C’est alors que nous avons assisté aux plus extraordinaires des reniements : l’Indépendance n'a pas été une rupture mais un leurre, la Guerre de libération a été l’occasion de règlements de comptes entre clans, la souveraineté nationale n’a été qu’un prétexte pour asseoir le diktat d’un pouvoir militaro-politique, la violence à laquelle nous assistons aujourd’hui est dans la continuité d’une violence qui a toujours secoué cette société... Nous avons même vu des intellectuels français (F. Pouillon par exemple) justifier a posteriori, la distance affective qu’ils avaient à l’égard de ce pays, malgré les attaches objectives qui les y liaient[3]. Dans le privé, les reniements étaient multiples et ceux qui croyaient que la France était le prolongement naturel (ou culturel) de l’Algérie ont exprimé une déception à la mesure de l’effondrement de l’image qu’ils avaient de ce pays. De là à ce que resurgissent des relents de racisme et de mépris vis-à-vis d’un peuple rebelle, il n’y a qu’un pas que beaucoup ont franchi allègrement.
Avant de parler d’une violence entendue, évidente, que le pays subit depuis bien longtemps, ce numéro devrait s’attacher à parler de cette violence là, une violence symbolique qui nous dépossède de notre propre explication et qui continue de nous seriner les concepts venus vraiment d’ailleurs.

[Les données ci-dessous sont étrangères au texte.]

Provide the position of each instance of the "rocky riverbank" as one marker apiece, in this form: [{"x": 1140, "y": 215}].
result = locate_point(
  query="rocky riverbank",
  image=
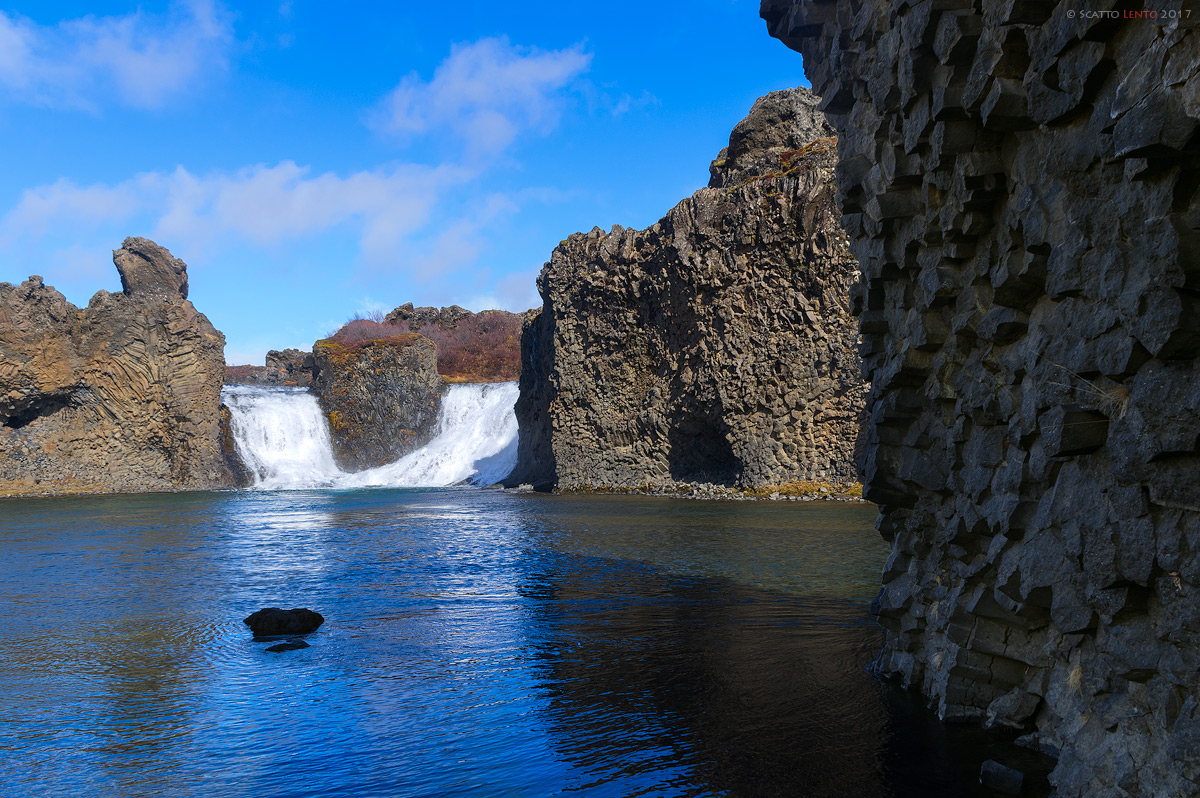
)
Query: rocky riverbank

Est-ce à dire qu’il faut se taire sur les violences que nous subissons aujourd’hui ? Certainement non. Mais avant de poser les mauvaises questions (sur une prétendue continuité historique de la violence), il faut d’abord se dire pourquoi cette violence est apparue de façon aussi soudaine et aussi inattendue à un moment de notre histoire ? Et pourquoi sous cette forme là : débridée, anarchique, destructrice malgré le semblant de justification politique qu’a tenté de lui donner le FIS ? Et s’il faut parler de la violence d’Etat, comment en parler autrement qu’on en a parlé jusqu’ici, partant de l’hypothèse largement admise que la construction de tout Etat est, par sa nature même, une violence exercée sur la société ?

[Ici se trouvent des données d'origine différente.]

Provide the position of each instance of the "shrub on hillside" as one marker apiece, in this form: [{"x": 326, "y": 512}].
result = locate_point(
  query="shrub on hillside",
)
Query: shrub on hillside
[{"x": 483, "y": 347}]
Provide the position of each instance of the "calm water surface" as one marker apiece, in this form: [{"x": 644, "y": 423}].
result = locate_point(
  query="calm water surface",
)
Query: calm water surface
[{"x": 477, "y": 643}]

Nous avons le sentiment que tout ce qui a été dit sur la (ou les) violence (s) en Algérie cache une incapacité à dire pourquoi des gens si ordinaires devenaient des bêtes sauvages qui prenaient du plaisir à tuer, à mutiler, à découper comme une viande de boucherie ce qui était considéré dans les cultures les plus primitives comme quelque chose de sacré, l’être humain ? Dans la mesure où ces actes ne sont pas encore le produit d’une folie individuelle (mais qui sait ?), en quoi cette régression profonde de l’humain (et non du politique) trouve-t-elle des esprits prêts à la justifier ? Sinon, comment expliquer une relative adhésion d’une frange de la société à ce genre de pratiques ? Ceux qui sont effrayés par les amalgames nous racontent toujours la même chanson : attention l’Islam n’est pas responsable. Ils font comme tous les conservateurs qui veulent revenir aux moments fondateurs, à la pureté originelle pour justifier leur pouvoir.
Dans une perspective anthropologique, l’Islam en lui même n’est pas objet de recherche, mais bien plutôt les stratégies qui usent du sacré pour arriver au pouvoir. On ne peut faire l’économie d’une investigation dans le maquis du licite et de l’illicite, du pur et de l’impur, des mécanismes de production de la fetwa… pour comprendre l’incroyable pouvoir symbolique qu’ont pu acquérir des jeunes d’à peine 25 ans sur leurs aînés hébétés.
C’est dire que l’Islam n’est pas une religion au même titre que les autres. Elle présente une particularité : celle d’être un champ d’interprétations extensible à souhait au point qu’on peut parler de réappropriation du sacré par les plus démunis. Tout ceci pour dire qu’il n’est plus pertinent de présenter les responsables de la criminalité islamiste comme des enfants du bon Dieu victimes du système. De même qu’il n’est pas possible d’excuser la terreur de l’Etat sous le prétexte sécuritaire. Après tout, les indices d’une analyse objective existent pour expliquer la convergence de tous ces facteurs. Les années 1980 constituent le tournant d’une histoire mondiale et pas seulement nationale. Le bloc des pays de 1’Est s’effondre et avec lui toute une représentation de l’avenir de l’humanité, non pas que cette représentation soit fausse mais parce que ceux qui l’ont portée, ont contribué par leurs pratiques à précipiter son échec.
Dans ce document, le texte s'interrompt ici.